Bearer authentication header of the form Bearer <token>, where <token> is your auth token.

Body

application/json
first_frame
string | null

First frame image (URL or Base64). Sets the opening frame of the generated video.

last_frame
string | null

Last frame image (URL or Base64). Sets the closing frame of the generated video.

prompt
string

Positive text prompt. Cannot exceed 2500 characters.

Required when multi_shot is false or when shot_type is intelligence.

Maximum string length: 2500
negative_prompt
string

Negative text prompt. Cannot exceed 2500 characters.

Maximum string length: 2500
multi_shot
boolean
default:false

Whether to generate a multi-shot video.

  • true: Enable multi-shot mode. prompt is ignored; use shot_type and multi_prompt instead.
  • false: Single-shot mode (default).
shot_type
enum<string>

Shot segmentation method. Required when multi_shot is true.

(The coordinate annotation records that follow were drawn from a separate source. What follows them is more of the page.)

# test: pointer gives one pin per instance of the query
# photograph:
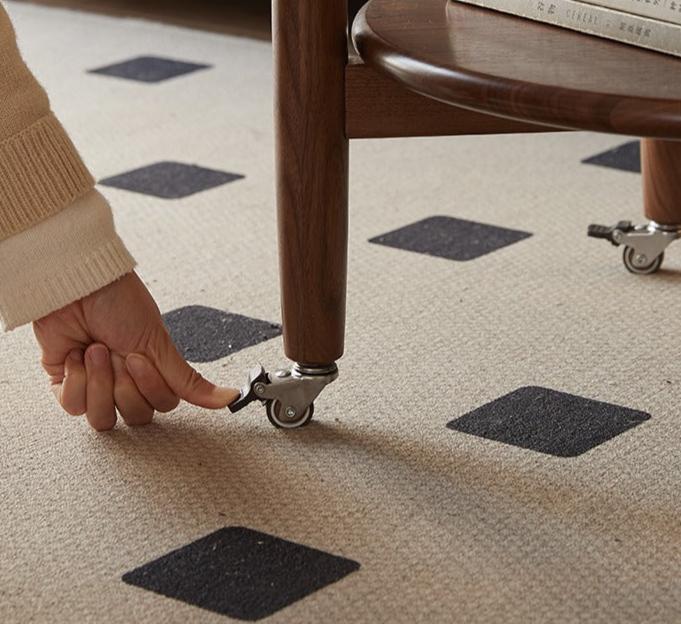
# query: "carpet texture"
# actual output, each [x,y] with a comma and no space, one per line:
[405,519]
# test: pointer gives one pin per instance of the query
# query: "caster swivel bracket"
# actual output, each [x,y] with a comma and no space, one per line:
[288,394]
[644,245]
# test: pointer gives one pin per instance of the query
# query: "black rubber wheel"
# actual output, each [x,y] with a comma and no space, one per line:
[280,421]
[646,269]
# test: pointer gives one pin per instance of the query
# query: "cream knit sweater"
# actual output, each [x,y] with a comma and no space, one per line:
[57,236]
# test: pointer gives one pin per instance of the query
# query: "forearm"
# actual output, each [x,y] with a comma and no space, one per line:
[57,238]
[40,170]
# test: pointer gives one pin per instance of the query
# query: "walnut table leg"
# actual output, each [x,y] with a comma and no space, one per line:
[661,168]
[310,49]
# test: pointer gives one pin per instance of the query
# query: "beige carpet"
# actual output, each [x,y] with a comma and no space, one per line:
[446,526]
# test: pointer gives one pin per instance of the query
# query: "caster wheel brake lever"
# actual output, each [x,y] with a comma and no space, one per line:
[257,375]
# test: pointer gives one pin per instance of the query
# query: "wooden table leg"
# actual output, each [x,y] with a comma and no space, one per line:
[661,168]
[310,50]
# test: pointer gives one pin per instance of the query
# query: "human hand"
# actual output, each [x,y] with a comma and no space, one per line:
[111,350]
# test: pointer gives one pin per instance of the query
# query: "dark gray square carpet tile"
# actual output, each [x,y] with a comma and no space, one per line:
[149,69]
[548,421]
[170,180]
[241,573]
[626,157]
[204,334]
[447,237]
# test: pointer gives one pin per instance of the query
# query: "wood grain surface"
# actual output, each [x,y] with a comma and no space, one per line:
[516,68]
[661,168]
[310,48]
[377,106]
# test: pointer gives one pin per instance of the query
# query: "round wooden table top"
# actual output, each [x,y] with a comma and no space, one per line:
[517,68]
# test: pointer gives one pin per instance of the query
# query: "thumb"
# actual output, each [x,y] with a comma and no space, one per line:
[185,381]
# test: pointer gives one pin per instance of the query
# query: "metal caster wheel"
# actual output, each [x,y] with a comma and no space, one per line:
[644,245]
[288,394]
[287,419]
[639,263]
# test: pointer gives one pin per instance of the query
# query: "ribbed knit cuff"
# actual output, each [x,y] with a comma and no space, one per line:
[40,174]
[60,260]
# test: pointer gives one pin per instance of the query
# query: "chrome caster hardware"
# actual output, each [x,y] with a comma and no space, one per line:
[644,245]
[288,394]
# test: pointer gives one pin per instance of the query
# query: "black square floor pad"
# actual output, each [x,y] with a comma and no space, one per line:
[548,421]
[241,573]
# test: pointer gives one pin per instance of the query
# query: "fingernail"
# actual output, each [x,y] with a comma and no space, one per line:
[135,364]
[227,394]
[76,355]
[99,355]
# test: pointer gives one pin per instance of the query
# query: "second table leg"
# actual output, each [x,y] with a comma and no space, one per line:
[661,169]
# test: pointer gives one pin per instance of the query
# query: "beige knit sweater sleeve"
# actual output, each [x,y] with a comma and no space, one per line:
[57,237]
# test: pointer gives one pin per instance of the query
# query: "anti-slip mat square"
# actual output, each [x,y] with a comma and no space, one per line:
[451,238]
[170,180]
[149,69]
[204,334]
[241,573]
[548,421]
[626,157]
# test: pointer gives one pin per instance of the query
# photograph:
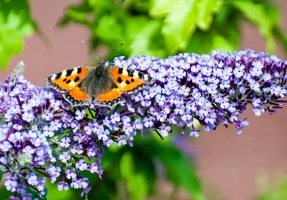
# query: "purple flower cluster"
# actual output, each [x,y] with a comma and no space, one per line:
[212,89]
[39,131]
[36,137]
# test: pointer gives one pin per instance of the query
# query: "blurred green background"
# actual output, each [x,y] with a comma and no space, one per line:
[154,28]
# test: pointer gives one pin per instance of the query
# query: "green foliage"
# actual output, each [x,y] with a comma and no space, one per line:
[278,191]
[132,172]
[16,23]
[165,27]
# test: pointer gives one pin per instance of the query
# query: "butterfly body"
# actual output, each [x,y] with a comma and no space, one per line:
[101,85]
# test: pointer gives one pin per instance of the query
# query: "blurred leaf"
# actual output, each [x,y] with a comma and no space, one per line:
[177,166]
[16,23]
[257,14]
[152,47]
[182,18]
[278,191]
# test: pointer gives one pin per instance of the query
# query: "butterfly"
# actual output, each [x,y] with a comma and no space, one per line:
[104,86]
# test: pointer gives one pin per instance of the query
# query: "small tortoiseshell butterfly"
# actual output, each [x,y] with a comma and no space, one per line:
[101,85]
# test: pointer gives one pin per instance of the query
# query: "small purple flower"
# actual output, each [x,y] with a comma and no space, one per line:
[39,130]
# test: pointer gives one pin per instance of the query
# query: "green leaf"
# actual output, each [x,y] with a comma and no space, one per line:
[137,183]
[177,166]
[148,40]
[182,17]
[257,14]
[16,23]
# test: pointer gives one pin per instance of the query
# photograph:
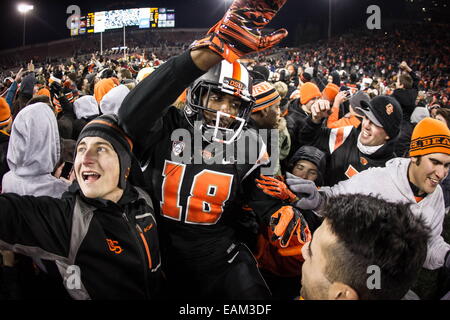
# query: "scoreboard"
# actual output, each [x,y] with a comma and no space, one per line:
[143,18]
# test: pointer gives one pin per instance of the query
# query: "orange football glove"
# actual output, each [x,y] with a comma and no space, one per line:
[287,222]
[239,31]
[276,188]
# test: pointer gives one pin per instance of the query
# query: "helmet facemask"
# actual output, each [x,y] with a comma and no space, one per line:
[216,125]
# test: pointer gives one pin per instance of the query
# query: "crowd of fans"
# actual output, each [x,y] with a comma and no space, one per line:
[327,101]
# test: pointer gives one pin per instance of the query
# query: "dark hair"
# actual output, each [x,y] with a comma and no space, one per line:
[126,74]
[372,231]
[42,98]
[445,113]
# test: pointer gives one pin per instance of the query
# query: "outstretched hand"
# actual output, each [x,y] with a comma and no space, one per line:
[240,30]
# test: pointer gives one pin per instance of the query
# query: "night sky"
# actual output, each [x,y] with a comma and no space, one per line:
[47,21]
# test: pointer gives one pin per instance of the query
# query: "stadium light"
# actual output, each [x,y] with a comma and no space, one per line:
[24,9]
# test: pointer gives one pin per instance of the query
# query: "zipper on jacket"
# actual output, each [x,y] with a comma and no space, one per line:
[147,250]
[141,252]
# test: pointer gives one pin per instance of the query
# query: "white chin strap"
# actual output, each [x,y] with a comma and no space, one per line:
[217,127]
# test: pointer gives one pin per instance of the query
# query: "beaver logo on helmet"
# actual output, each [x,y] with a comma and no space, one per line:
[225,78]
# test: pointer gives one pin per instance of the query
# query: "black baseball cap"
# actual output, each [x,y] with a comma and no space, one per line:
[383,111]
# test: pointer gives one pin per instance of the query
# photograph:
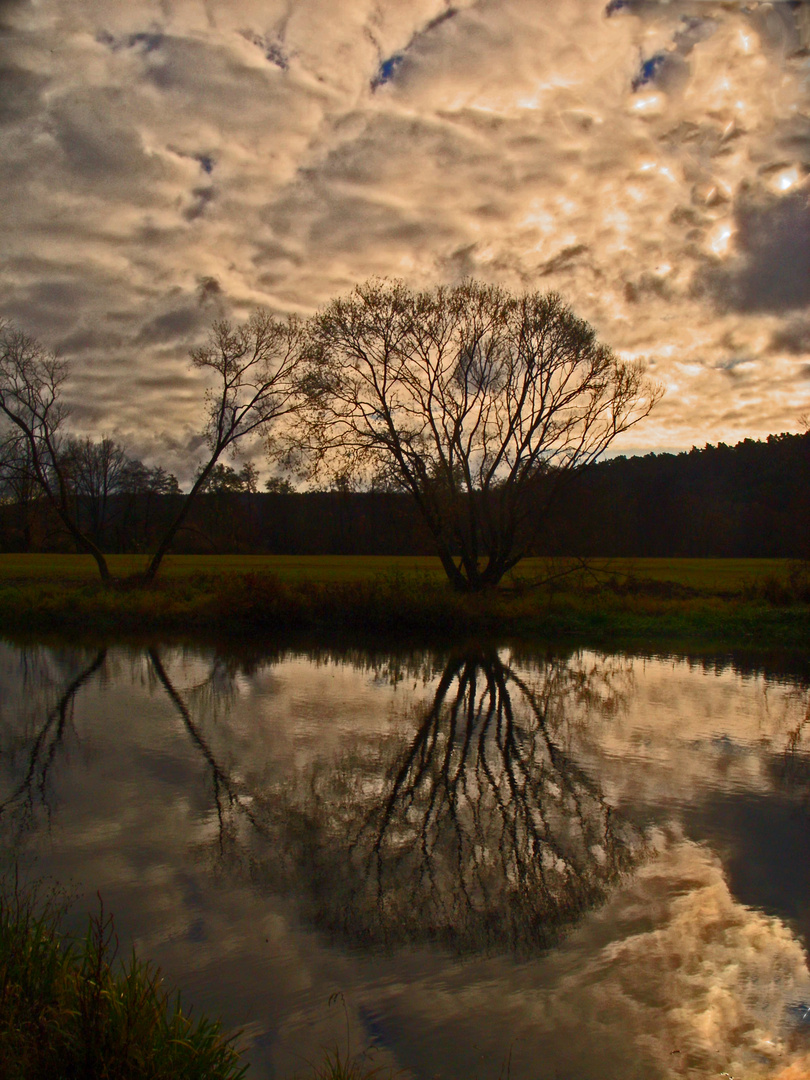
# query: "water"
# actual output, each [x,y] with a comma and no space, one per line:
[524,863]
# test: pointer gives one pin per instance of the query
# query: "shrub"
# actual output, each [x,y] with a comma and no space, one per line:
[70,1011]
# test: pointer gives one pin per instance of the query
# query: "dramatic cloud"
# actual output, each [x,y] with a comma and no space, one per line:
[647,160]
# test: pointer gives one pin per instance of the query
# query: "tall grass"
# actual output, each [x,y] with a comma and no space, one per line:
[70,1011]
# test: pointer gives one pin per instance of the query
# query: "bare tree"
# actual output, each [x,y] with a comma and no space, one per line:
[30,399]
[475,401]
[255,368]
[97,472]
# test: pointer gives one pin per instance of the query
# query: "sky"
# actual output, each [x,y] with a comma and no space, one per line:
[167,163]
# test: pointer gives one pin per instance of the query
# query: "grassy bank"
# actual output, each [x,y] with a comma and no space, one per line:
[70,1011]
[709,601]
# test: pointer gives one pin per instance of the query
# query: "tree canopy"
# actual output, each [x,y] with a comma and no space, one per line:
[470,397]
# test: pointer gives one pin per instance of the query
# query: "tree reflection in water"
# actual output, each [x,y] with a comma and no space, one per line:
[482,833]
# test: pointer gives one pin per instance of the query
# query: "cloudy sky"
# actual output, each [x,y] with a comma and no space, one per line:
[167,162]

  • customize: Custom shots, requires multi_prompt.
  • intelligence: AI-generated shots, requires prompt.
Available options:
customize,
intelligence
multi_prompt
object[] | null

Shot prompt list for multi-shot videos.

  • Max 6 shots, min 1 shot.
  • Each shot prompt max 512 characters.
  • Each shot duration must not exceed total duration and must be >= 1.
  • Sum of all shot durations must equal total task duration.

Required when multi_shot is true and shot_type is customize.

Required array length: 1 - 6 elements
sound
enum<string>
default:off

Generate audio simultaneously when generating videos.

  • on: Enable audio generation
  • off: Disable audio generation (silent video)
Available options:
on,
off
mode
enum<string>
default:std

Video generation mode.

std: Standard Mode (720P), cost-effective. pro: Professional Mode (1080P), higher quality video output.

Available options:
std,
pro
aspect_ratio
enum<string>
default:16:9

The aspect ratio of the generated video frame (width:height).

Available options:
16:9,
9:16,
1:1
duration
integer
default:5

Video length in seconds (3-15).

elements
object[] | null

Element definitions. Max 3 elements. Provide frontal and reference images. Use <<<element_1>>> in prompt to reference elements.

Required array length: 1 - 3 elements

Response

202 - application/json

Accepted - Task created successfully

task_info
object